Der Richter: „Ein Excess des Ichbedürfnisses, das ihn zu dem kranken Flüchtling hinzog. Und dagegen die Angst vor Ansteckung, die aber nicht stark genug war, ihn die einzig richtige Konsequenz ziehen zu lassen, nämlich den Vertreter des Gesetzes herbeizuholen. Das ist die Crux der kleinen Leute, daß sie mehr Gefühl als Rechtsempfinden haben.”

„Komm näher, Dummkopf, keine Angst, ich hab dir was zu sagen!” Ein angestrengtes Flüstern über die Distanz von drei vier Armlängen. „Ich schenk dir alles, was ich habe, junger Freund, wenn du mir einen Freundschaftsdienst tust.” Und wartet nicht ab, ob der andere dem zustimmt, sondern hetzt seine röchelnde Stimme weiter ohne jede Rücksicht, in der Art, wie es Sterbende tun, die nichts mehr zu verlieren haben als den Faden ihres allerletzten Gedankens: „Ich hab keine Angst vor dem Tod, so viele Tode habe ich gemalt. Aber schrecklich die Angst, lebendig begraben zu werden. Weiß ich denn, ob ich wirklich richtig tot bin, wenn die Leute mich hier finden und sagen: Der ist tot.”

„Tot ist tot.”

„Nein, nein, mein Freund, da gibt es viel zuviel an Irrtum. Und im Sarg liegen unter der schweren Erde und das Fieber geht mal wieder zurück und ich schlage die Augen auf und es ist nur Dunkelheit um mich herum und ich kann rufen solange ich will oder die Luft im Sarg mir reicht und kein Mensch hört mich und rettet mich und alles ist …”

„Hör auf, Mann, mit dem Gefasel!”

„Hast du nie davon gehört, Amor, daß Tote noch im Sarg leben und erst in ihrem eigenen Grab sterben? Hast du nicht von der jungen Frau gehört, kurz vor der Geburt ihres Kindes gestorben und begraben? Später, als sie das Grab geöffnet haben, haben sie das winzige Gerippe des Kindes gesehen, zwischen ihren Beinen, das Kind, das sie noch im Grab geboren hat. Sie war bloß scheintot. Das gibt es. Und öfter als du glaubst. Aber nicht bei mir.” Der Kranke stützt sich noch einmal ein wenig auf. Und röchelt immer schwächer und mühsamer: „Ich will sicher sein, daß ich tot bin, wenn ich gestorben bin. Gleich, wenn ich meinen letzten Atemzug getan habe und mit großen Augen ins Himmelreich starre.
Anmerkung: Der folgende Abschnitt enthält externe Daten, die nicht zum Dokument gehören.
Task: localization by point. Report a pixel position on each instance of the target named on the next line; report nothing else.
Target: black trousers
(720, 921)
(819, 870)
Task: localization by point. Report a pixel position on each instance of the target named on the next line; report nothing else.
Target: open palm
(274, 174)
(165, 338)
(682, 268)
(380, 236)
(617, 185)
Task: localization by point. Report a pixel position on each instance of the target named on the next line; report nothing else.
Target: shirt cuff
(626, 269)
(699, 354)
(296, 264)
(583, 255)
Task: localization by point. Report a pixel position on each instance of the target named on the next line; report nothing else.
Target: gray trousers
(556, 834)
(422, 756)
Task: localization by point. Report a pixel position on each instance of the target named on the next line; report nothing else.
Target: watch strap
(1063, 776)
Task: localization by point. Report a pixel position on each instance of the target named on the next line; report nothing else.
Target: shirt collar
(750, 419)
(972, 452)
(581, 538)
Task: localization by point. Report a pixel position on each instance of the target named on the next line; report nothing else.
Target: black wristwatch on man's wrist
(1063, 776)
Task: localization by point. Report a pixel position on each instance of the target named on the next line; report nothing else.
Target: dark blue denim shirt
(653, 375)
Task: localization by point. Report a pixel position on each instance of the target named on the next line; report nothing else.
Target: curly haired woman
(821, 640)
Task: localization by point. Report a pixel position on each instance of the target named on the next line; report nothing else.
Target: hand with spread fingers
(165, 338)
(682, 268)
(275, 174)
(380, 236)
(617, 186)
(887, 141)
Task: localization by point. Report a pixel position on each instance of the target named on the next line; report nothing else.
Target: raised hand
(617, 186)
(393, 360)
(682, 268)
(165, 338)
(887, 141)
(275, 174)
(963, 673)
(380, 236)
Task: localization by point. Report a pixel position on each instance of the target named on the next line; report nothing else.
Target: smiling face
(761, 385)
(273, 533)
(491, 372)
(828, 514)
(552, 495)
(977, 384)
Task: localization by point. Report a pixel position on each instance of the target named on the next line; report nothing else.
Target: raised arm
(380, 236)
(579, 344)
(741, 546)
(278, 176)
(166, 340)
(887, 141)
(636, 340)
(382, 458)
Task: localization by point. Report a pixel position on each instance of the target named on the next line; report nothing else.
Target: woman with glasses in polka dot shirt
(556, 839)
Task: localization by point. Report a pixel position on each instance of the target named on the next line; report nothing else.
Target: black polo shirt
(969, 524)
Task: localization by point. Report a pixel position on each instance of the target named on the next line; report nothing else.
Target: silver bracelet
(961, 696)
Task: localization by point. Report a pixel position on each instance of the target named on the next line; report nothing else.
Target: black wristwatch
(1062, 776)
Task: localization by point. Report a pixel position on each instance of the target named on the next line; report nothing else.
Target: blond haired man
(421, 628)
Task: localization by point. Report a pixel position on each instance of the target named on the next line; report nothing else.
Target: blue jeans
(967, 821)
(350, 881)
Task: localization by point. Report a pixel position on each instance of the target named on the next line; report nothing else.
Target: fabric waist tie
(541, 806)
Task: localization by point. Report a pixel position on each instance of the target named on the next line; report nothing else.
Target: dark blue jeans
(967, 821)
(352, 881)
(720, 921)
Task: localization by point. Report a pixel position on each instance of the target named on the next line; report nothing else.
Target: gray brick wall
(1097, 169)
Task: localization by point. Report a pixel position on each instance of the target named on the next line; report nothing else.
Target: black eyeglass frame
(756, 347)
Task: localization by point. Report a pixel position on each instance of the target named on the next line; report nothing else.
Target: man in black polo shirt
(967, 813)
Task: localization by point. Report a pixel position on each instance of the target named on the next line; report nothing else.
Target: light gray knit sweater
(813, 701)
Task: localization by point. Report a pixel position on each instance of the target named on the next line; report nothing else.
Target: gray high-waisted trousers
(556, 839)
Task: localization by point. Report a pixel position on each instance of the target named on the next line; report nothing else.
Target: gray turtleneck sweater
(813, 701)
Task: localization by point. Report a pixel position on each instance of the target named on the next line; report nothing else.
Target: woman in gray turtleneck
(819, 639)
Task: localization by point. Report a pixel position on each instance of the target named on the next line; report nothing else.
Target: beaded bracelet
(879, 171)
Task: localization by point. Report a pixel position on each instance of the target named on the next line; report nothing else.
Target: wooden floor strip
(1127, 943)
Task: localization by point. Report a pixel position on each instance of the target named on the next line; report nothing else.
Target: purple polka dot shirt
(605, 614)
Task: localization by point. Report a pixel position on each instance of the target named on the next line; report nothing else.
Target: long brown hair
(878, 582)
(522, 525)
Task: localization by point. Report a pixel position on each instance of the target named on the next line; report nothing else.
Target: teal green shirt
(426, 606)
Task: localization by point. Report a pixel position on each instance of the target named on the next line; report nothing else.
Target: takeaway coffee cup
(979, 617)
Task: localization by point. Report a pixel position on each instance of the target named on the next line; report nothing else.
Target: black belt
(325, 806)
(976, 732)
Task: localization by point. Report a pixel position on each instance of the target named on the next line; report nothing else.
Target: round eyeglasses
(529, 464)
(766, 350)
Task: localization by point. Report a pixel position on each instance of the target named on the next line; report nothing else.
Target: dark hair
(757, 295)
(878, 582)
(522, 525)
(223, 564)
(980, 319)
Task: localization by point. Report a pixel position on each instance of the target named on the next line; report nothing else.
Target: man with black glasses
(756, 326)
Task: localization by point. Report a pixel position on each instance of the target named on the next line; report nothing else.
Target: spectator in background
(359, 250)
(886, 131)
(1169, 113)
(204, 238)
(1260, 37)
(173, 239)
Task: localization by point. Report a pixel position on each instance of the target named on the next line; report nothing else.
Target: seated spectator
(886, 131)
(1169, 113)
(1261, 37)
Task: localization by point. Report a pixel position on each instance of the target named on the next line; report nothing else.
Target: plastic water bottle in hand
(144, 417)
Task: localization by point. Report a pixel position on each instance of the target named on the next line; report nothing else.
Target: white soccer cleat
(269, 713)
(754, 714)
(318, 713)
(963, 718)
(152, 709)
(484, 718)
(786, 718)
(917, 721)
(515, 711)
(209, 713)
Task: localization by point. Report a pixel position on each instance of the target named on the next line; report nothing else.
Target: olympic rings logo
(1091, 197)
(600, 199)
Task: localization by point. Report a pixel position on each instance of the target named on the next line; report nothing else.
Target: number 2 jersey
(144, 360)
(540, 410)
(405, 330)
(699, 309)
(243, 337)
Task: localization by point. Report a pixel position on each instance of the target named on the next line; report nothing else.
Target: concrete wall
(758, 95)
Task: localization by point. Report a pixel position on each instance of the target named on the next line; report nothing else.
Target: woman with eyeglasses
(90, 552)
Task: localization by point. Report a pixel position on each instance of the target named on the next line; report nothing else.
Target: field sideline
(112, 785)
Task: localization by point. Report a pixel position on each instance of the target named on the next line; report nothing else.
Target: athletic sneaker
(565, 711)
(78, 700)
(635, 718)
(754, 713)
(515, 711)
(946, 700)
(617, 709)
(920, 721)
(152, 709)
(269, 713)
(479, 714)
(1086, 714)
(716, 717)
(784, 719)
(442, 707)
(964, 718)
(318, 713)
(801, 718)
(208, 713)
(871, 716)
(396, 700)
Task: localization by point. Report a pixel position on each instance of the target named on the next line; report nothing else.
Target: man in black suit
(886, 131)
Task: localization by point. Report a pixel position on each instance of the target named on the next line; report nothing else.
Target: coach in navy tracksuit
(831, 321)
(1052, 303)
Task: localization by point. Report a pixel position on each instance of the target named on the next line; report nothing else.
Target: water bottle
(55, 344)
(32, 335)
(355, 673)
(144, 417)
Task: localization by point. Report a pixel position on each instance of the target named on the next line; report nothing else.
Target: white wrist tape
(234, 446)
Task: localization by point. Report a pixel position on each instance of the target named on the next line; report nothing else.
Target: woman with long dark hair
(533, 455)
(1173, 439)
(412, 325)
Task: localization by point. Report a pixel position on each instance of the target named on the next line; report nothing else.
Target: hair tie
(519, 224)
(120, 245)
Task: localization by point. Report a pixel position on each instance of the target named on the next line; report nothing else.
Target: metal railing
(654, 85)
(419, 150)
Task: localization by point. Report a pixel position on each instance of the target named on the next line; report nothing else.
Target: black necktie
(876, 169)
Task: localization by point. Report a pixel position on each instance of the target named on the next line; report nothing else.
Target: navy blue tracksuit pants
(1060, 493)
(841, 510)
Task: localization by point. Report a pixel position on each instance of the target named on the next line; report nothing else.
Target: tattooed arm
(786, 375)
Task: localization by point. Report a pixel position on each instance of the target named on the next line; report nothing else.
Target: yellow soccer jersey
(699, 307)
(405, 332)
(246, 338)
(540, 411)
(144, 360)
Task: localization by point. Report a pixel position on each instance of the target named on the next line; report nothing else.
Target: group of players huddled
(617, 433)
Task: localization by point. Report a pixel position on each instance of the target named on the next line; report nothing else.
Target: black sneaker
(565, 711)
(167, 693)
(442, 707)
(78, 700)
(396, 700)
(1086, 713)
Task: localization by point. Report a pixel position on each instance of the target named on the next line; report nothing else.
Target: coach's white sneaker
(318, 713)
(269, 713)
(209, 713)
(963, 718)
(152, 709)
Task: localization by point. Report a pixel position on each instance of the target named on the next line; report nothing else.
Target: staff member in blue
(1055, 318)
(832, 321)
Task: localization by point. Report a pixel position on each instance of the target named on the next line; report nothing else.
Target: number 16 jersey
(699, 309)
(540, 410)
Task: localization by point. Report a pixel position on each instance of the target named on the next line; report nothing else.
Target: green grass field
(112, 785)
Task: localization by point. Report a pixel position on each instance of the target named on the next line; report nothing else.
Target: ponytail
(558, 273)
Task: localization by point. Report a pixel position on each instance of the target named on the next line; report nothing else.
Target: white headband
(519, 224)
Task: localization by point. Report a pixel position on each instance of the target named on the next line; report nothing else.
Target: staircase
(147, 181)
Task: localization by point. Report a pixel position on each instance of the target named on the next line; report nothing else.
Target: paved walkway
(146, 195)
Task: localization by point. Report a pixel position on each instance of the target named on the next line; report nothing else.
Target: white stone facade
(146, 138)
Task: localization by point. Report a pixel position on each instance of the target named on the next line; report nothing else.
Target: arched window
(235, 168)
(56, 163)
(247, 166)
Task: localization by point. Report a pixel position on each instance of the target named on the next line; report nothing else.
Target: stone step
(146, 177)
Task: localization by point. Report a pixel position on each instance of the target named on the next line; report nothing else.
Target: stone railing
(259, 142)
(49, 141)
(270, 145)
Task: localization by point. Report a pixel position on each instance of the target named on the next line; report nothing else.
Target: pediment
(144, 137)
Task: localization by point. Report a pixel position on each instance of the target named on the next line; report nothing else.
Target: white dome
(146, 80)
Gleich, mein Freund. Dann sollst du meinen Degen nehmen und ihn mir durchs Herz stoßen. Hier, genau hier mußt du hineinstechen. Versprichst du mir das?”

Der Richter: „Wer ist man denn als kleines Bürschchen, daß man glaubt, selbst dem Tod ein Schnippchen schlagen zu dürfen? Oh, du unheilige Selbstüberschätzung!”

Der Kranke reißt seine Rüschenbluse über dem Herzen auf und gräbt sich mit den Fingernägeln ein blutiges Kreuz in die Haut. „Versprochen?” Und als der Junge nickt: „Du bist der einzig wahre Freund. Deshalb gehört alles, was ich habe, dir, Philipe. Auch die beiden Bildrollen da – ” Und läßt plötzlich den Mund reglos offenstehen. Wie nicht mehr gebraucht. Genauso die Augen. Bleibt liegen, wie er gelegen hat, die Arme und Beine wie nicht zu ihm gehörend neben sich.

Da nimmt der Junge den Degen aus dem Bündel, packt ihn fest mit der Rechten, schwingt ihn einmal durch die Luft, daß es sirrt, und stößt ihn dann dem Toten durch die Brust, exakt da, wo das blutige Kreuz ihn erwartet hat. Und zieht ihn raus und rafft hastig die Sachen zusammen, die jetzt ihm gehören, und rennt nachhause.

Wo ihn am nächsten Tag die Gerichtsbüttel abholen, die ihn ins Gefängnis werfen. Für den Rest seines Lebens der Liebling der Wärter, die sich an ihm befriedigen. An Amor mit dieser engelhaft weißen Haut und den teuflisch schwarzen Locken, Himmel und Hölle in einem.